Article 253 Duty to bargain collectively when there exists a collective bargaining agreement. When there is a
collective bargaining agreement, the duty to bargain collectively shall also mean that neither party shall terminate nor
modify such agreement during its lifetime. However, either party can serve a written notice to terminate or modify the
agreement at least sixty (60) days prior to its expiration date. It shall be the duty of both parties to keep the status quo and
to continue in full force and effect the terms and conditions of the existing agreement during the 60-day period and/or until
a new agreement is reached by the parties. (Emphasis supplied)

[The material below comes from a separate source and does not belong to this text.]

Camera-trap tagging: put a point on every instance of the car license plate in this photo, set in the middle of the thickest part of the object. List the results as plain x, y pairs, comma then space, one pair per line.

Accordingly, in the instant case, despite the lapse of the formal effectivity of the CBA by virtue of its own provisions, the
law considered the same as continuing in force and effect until a new CBA shall have been validly executed. Hence,
petitioner acted within legal bounds when it decided to retire several employees in accordance with the CBA. That the
employees themselves similarly acted in accordance with the CBA is plain from the record. Even after the expiration of the
CBA, petitioner's employees continued to receive the benefits and enjoy the privileges granted therein. They continued to
avail of vacation and sick leaves as computed in accordance with Articles VII and VIII of the CBA. They also continued to
avail of medical and dental aid under Article IX, death aid and bereavement leave under Articles X and XIV, insurance
coverage under Article XVI and housing allowance under Article XVIII. Seventeen (17) employees even availed of Section
XI (dealing with retirement) when they voluntarily retired between 1 January 1978 and 31 December 1980 and received
retirement pay computed on the basis of Section 3 of the same article. If the workers chose to avail of the CBA despite its
expiration, equity if not the law-dictates that the employer should likewise be able to invoke the CBA.

We conclude that because the attempted retrenchment on the part of the petitioner was legally ineffective, all retrenched
employees should be reinstated and backwages paid them corresponding to a period of three (3) years without
qualification or deduction, in accordance with the three-year rule laid down in a long line of cases. 17 In the case of
employees who had received payments for which they had executed quitclaims, the amount of such payments shall be
deducted from the backwages due to them. Where reinstatement is no longer possible because the positions they had
previously filled are no longer in existence, petitioner shall pay backwages plus, in lieu of reinstatement, separation pay in
the amount of one-month's pay for every year of service including the three (3) year-period of putative service for which
backwages will be paid. Upon the other hand, we find valid the retirement of those employees who were retired by
petitioner pursuant to the applicable provisions of the CBA.